There are a triumvirate of drugs commonly used to counter the effects of erectile dysfunction (ED), Viagra, Cialis and Levitra. All of them require you to have a consultation with a doctor to make sure that they are suitable for you. All three are only available on prescription.
In August 2003, the United States Food and Drug Administration approved Levitra (with the active ingredient vardenafil) for the treatment of erectile dysfunction. Levitra was the second ED drug (after Viagra) to receive FDA approval, and just ahead of Cialis.
While Levitra is more commonly used by older men, it will benefit younger men too. Men of all ages may have difficulty achieving or maintaining an erection for a variety of reasons. While Levitra is not a cure for ED, it will, in most men, temporarily alleviate the effects of ED. The drug works by increasing blood flow to the penis which has the result that, when stimulated through sexual arousal, the penis will achieve and maintain an erection sufficient to allow for sexual intercourse, ejaculation, and sexual satisfaction. The effects are quite marked, and demonstrates that while the drug is safe when used correctly and by a suitable recipient, it is also strong: Levitra is a powerful drug and is certainly not for everyone.
While the following is a guide, it is no substitute for seeking medical advice from your GP or doctor.
Men who take any medicine containing nitrates should not take Levitra. This is because it could result in a loss of blood pressure which could have unforeseen and unpleasant effects, and even result in bringing on a serious medical condition. Nitrates can be found in some recreational drugs, such as Poppers (Amyl Nitrate). In fact you should never take Levitra with other recreational drugs and/or excess alcohol.
One of the myths that goes around from time-to-time, despite the professionals’ efforts to bust it, is that Levitra acts as an aphrodisiac. There is no clinical evidence that this is so. It will not increase your libido, heighten your desire or make you more attractive to women. It will simply allow greater blood flow to the penis and make the physical act of lovemaking more satisfactory for both the man and the woman. It will not work unless there is some form of sexual stimulation. If you believe Oysters can increase your desire, then by all means slip one down your throat along with the Levitra pill, but the pill should never be taken in conjunction with other ED drugs such as Viagra and Cialis. Nor should the dose prescribed by the Doctor be exceeded.
Levitra takes effect for most people within about forty-five minutes to one hour and its effects last for about four hours. Because a further pill cannot be taken until 24 hours have elapsed, then when to take the drug, and the period within which sexual activity will take place has to be carefully planned for. In other words, Levitra shouldn’t be taken except by men who are planning to have sex within a four hours of taking it.
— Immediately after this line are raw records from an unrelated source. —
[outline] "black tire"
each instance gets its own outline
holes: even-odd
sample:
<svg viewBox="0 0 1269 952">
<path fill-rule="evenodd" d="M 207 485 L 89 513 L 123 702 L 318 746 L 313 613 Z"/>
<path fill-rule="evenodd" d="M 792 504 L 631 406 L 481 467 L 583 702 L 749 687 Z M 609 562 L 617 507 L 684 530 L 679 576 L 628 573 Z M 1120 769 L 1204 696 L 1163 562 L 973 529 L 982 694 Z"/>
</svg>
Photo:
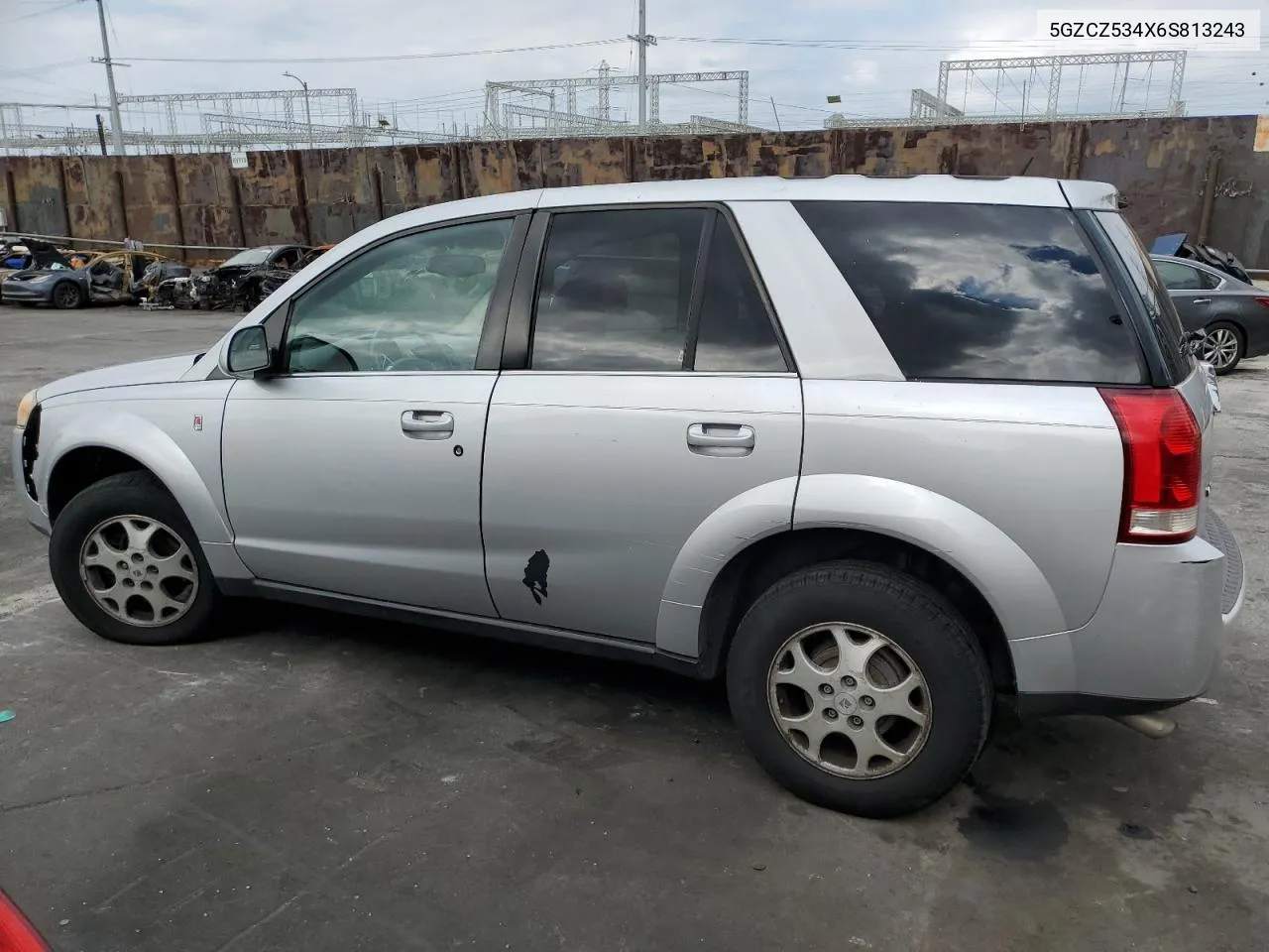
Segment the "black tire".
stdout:
<svg viewBox="0 0 1269 952">
<path fill-rule="evenodd" d="M 63 281 L 53 287 L 48 302 L 58 311 L 74 311 L 84 306 L 84 289 L 72 281 Z"/>
<path fill-rule="evenodd" d="M 798 753 L 775 722 L 768 674 L 777 654 L 794 633 L 827 622 L 883 635 L 925 679 L 928 734 L 912 759 L 893 773 L 868 778 L 830 773 Z M 994 706 L 982 649 L 947 599 L 919 579 L 863 561 L 817 565 L 763 593 L 736 631 L 727 659 L 727 697 L 750 751 L 780 784 L 819 806 L 876 819 L 915 812 L 959 783 L 986 744 Z"/>
<path fill-rule="evenodd" d="M 1246 357 L 1247 339 L 1244 336 L 1242 330 L 1236 324 L 1231 324 L 1230 321 L 1212 321 L 1206 327 L 1203 327 L 1203 333 L 1207 334 L 1208 336 L 1211 336 L 1217 331 L 1232 335 L 1235 341 L 1233 358 L 1231 360 L 1228 362 L 1222 360 L 1220 363 L 1217 363 L 1216 360 L 1212 362 L 1212 367 L 1220 376 L 1223 377 L 1226 373 L 1232 372 L 1233 368 L 1237 367 L 1239 363 L 1242 360 L 1242 358 Z"/>
<path fill-rule="evenodd" d="M 138 627 L 115 617 L 88 590 L 80 556 L 89 536 L 112 517 L 137 515 L 164 523 L 184 542 L 197 566 L 197 593 L 184 614 L 166 625 Z M 53 523 L 48 566 L 62 602 L 90 631 L 127 645 L 180 645 L 212 635 L 223 600 L 198 537 L 180 505 L 148 472 L 133 471 L 94 482 L 66 504 Z M 131 584 L 131 583 L 129 583 Z"/>
</svg>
As with the other ED drugs there are side effects that a man may experience. Many report no side effects and others, only mild effects which do not spoil or interfere with the sexual activity.
The most common side effects with some men who have taken Levitra have experienced are: headache, face and skin flushing, runny nose, blocked-up nose, upset stomach, and sneezing.
More serious side effects are rare, but it has been reported that these have included prolonged erections (lasting more than four hours) and sudden vision changes. Side effects of these magnitude should be reported to your doctor straight away.
However I should emphasise that no side effects are common, as are mild side effects. That is why Levitra remains a simple-to-take and popular counter to the effects of ED.